Plasmonic Sensing of Heat Transport at Solid-Liquid Interfaces

We report experimental studies of interfacial heat transport for a system of Au nanodisks supported on fused silica substrates, coated by hydrophilic and hydrophobic self-assembled monolayers, and immersed in water-ethanol mixtures and solutions of a nonionic surfactant, hexyl-β-d-glucoside in water. The Au nanodisks are abruptly heated by a sub-picosecond optical pulse; time-resolved changes in the temperature of the Au nanodisk and the liquid near the nanodisk/liquid interface are monitored by measurements of transient changes in optical transmission.
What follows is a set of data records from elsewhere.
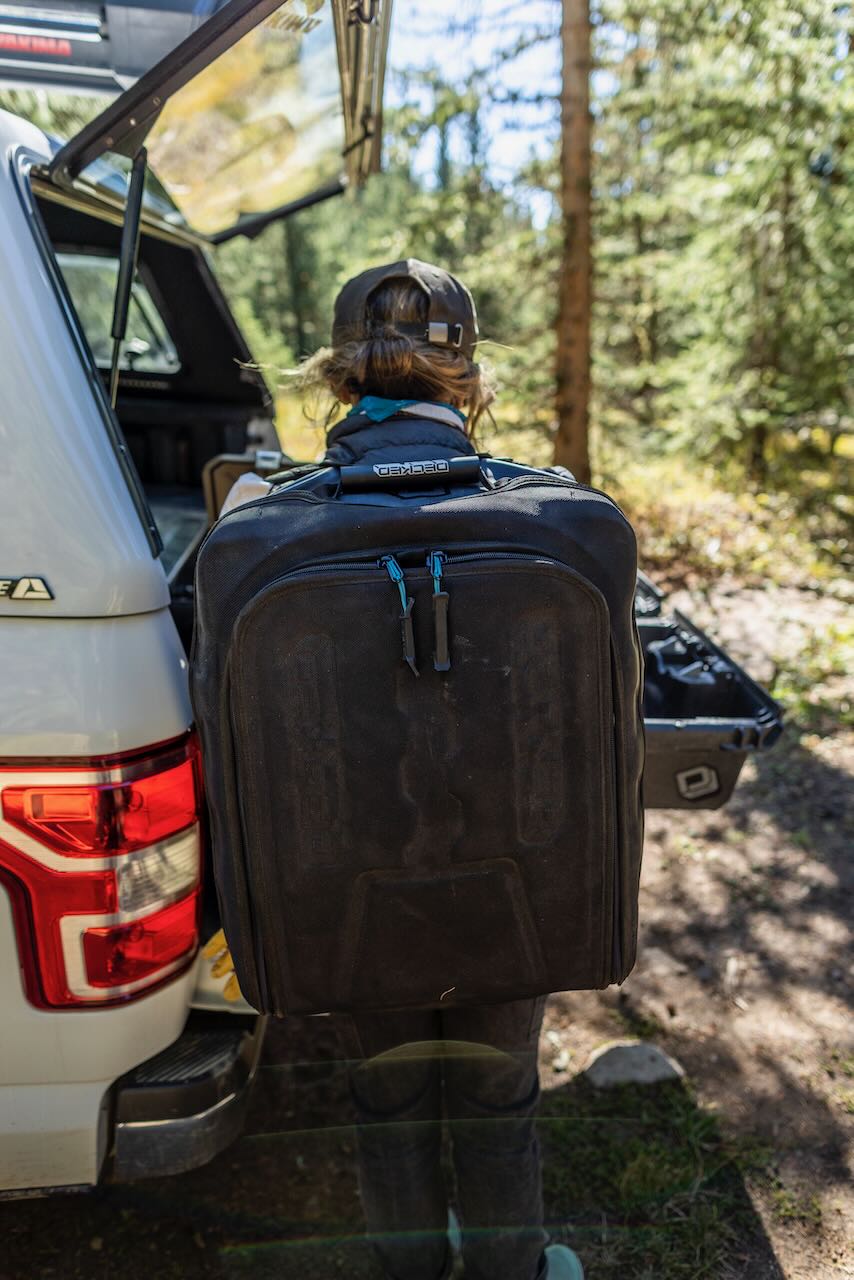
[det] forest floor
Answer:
[0,455,854,1280]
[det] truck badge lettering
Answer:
[374,458,451,476]
[0,577,54,600]
[0,31,72,58]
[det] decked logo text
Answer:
[374,458,451,476]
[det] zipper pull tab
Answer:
[380,556,420,676]
[428,552,451,671]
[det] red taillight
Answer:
[3,760,197,858]
[0,737,201,1007]
[83,893,198,987]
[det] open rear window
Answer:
[56,250,181,374]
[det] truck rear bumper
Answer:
[108,1014,266,1181]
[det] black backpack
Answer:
[191,451,643,1015]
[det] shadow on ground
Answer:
[0,1019,782,1280]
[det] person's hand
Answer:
[202,929,242,1001]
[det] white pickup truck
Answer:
[0,0,389,1196]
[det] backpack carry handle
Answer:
[341,454,481,493]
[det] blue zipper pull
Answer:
[428,552,451,671]
[380,556,420,676]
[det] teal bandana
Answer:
[347,396,466,422]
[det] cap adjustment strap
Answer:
[393,320,463,349]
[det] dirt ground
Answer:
[0,581,854,1280]
[604,580,854,1280]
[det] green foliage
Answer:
[595,0,854,486]
[540,1079,749,1280]
[0,0,854,506]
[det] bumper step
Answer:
[110,1015,266,1181]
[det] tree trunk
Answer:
[554,0,592,483]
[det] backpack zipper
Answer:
[379,556,421,676]
[426,552,451,671]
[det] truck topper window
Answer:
[56,250,181,375]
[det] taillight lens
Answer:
[3,760,197,858]
[0,736,201,1007]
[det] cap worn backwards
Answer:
[332,257,478,360]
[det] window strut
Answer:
[110,147,149,408]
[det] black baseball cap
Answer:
[332,257,478,360]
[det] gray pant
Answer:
[341,998,547,1280]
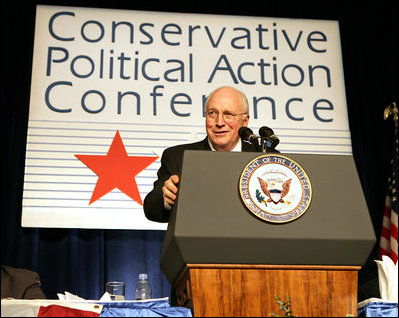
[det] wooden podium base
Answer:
[173,264,361,317]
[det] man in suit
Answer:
[144,86,256,222]
[1,265,46,299]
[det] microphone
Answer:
[238,126,260,151]
[259,126,280,149]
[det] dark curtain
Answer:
[0,0,399,299]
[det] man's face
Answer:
[206,87,249,151]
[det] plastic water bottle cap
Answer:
[139,274,148,280]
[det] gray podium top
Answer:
[161,151,376,283]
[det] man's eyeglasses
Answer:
[206,109,248,122]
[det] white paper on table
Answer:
[374,255,398,302]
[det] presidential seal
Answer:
[239,154,312,223]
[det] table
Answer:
[358,298,398,317]
[1,298,192,317]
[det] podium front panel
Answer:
[161,151,376,282]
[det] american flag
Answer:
[379,129,398,264]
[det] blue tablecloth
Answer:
[100,299,192,317]
[357,302,398,317]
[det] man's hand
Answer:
[162,174,179,205]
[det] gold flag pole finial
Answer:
[384,102,398,129]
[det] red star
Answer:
[75,131,158,205]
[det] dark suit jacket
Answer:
[1,265,46,299]
[144,138,255,223]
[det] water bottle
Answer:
[134,274,152,300]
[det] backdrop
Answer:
[0,0,399,299]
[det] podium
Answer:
[160,151,376,317]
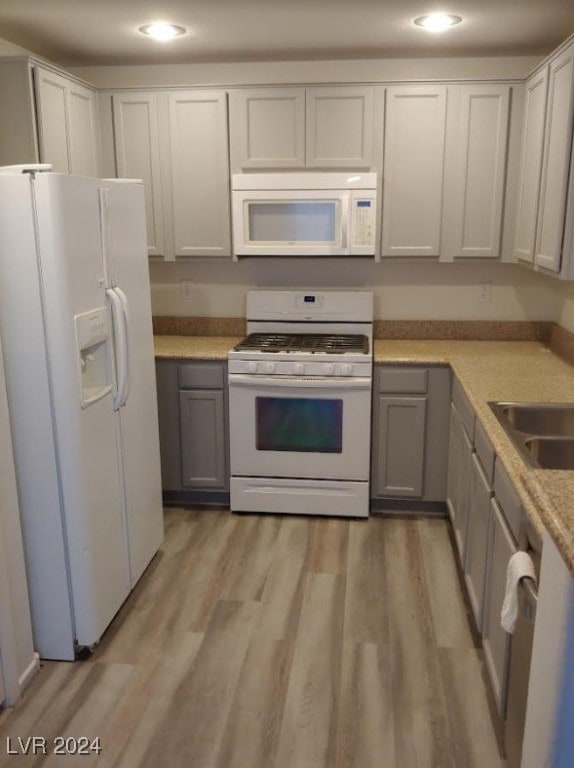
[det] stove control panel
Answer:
[228,357,372,379]
[294,293,325,310]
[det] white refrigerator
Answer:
[0,166,163,660]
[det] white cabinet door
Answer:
[113,92,165,256]
[169,91,231,257]
[382,85,446,256]
[441,85,510,261]
[514,68,548,262]
[68,82,100,177]
[535,45,574,272]
[229,88,305,173]
[34,67,70,173]
[306,86,374,170]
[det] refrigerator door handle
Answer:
[106,288,127,411]
[114,286,132,408]
[98,187,112,288]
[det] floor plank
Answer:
[0,507,504,768]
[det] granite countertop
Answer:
[154,336,243,360]
[374,340,574,575]
[155,336,574,575]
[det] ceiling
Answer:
[0,0,574,66]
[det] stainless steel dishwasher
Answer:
[504,523,542,768]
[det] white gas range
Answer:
[228,290,373,517]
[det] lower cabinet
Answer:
[482,499,517,719]
[371,365,451,511]
[179,389,225,488]
[447,381,525,724]
[156,360,229,503]
[464,453,492,630]
[446,403,473,563]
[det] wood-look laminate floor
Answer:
[0,509,504,768]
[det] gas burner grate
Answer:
[235,333,369,355]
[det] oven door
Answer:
[229,374,371,480]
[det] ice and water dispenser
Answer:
[74,307,112,408]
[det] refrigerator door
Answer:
[0,174,75,659]
[34,174,130,646]
[104,180,163,587]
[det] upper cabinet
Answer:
[229,85,382,173]
[514,69,548,262]
[113,91,165,256]
[535,44,574,272]
[168,91,231,256]
[442,84,510,260]
[382,84,510,261]
[0,58,100,176]
[229,88,305,172]
[305,86,374,169]
[382,85,446,256]
[34,66,99,176]
[515,43,574,277]
[112,89,231,261]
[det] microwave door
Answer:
[233,190,350,256]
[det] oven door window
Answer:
[255,397,343,453]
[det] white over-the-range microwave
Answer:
[232,172,377,256]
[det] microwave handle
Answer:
[341,193,350,248]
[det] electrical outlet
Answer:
[181,280,194,301]
[478,280,492,304]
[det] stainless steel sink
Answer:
[524,437,574,469]
[489,402,574,470]
[495,403,574,437]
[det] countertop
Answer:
[155,336,574,575]
[154,336,243,360]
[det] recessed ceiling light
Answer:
[139,22,185,42]
[415,13,462,32]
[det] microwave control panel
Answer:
[351,195,376,250]
[351,191,377,254]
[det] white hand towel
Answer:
[500,552,536,634]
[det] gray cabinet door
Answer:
[155,360,181,491]
[179,389,225,488]
[482,499,516,719]
[449,408,472,563]
[446,403,461,526]
[464,453,492,632]
[375,395,427,498]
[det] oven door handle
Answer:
[229,373,372,391]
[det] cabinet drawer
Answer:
[474,419,496,485]
[375,366,428,395]
[452,379,475,445]
[494,461,524,541]
[177,363,224,389]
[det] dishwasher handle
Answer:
[518,576,538,624]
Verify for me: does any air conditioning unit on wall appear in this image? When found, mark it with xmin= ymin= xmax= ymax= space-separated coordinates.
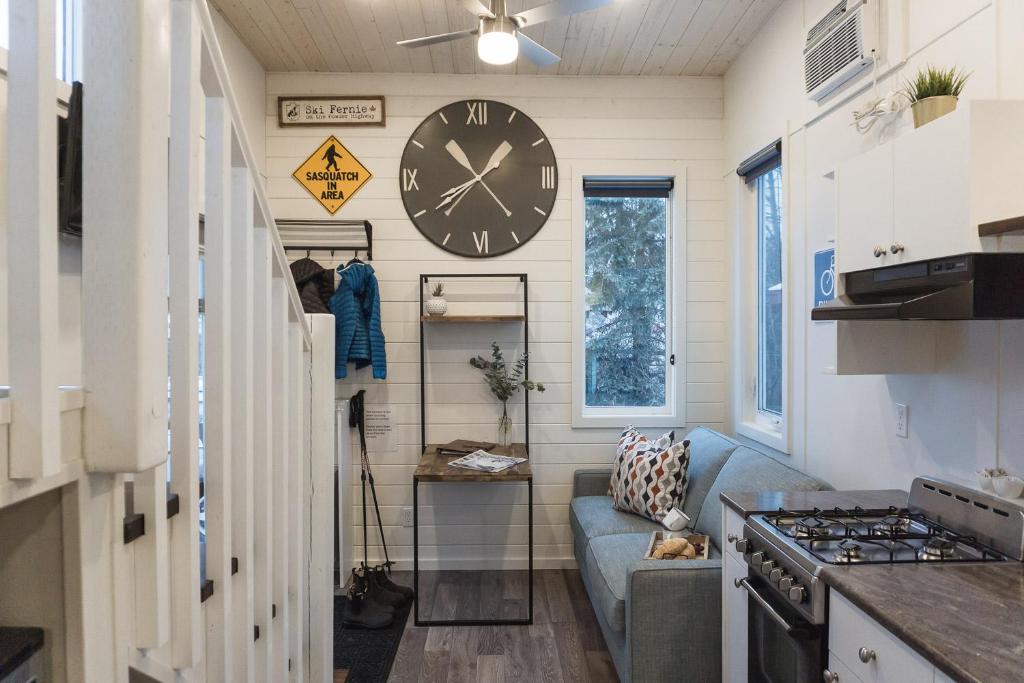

The interface thermal conductance G of nanodisks coated with a hydrophilic self-assembled monolayer (SAM) of sodium 3-mercapto-1-propanesulfonate varies over the range 90 < G < 190 MW m^-2 K^-1 as the composition of the liquid mixture is changed from pure ethanol to pure water. With increasing hexyl-β-d-glucoside concentration in water, the interface thermal conductance of hydrophilic nanodisks decreases from 190 MW m^-2 K^-1 to 130 MW m^-2 K^-1 as the concentration is varied between pure water and 100 mM glucoside. For hydrophobic surfaces, G = 70 ± 10 MW m^-2 K^-1. We relate changes in thermal conductance to changes in work of adhesion.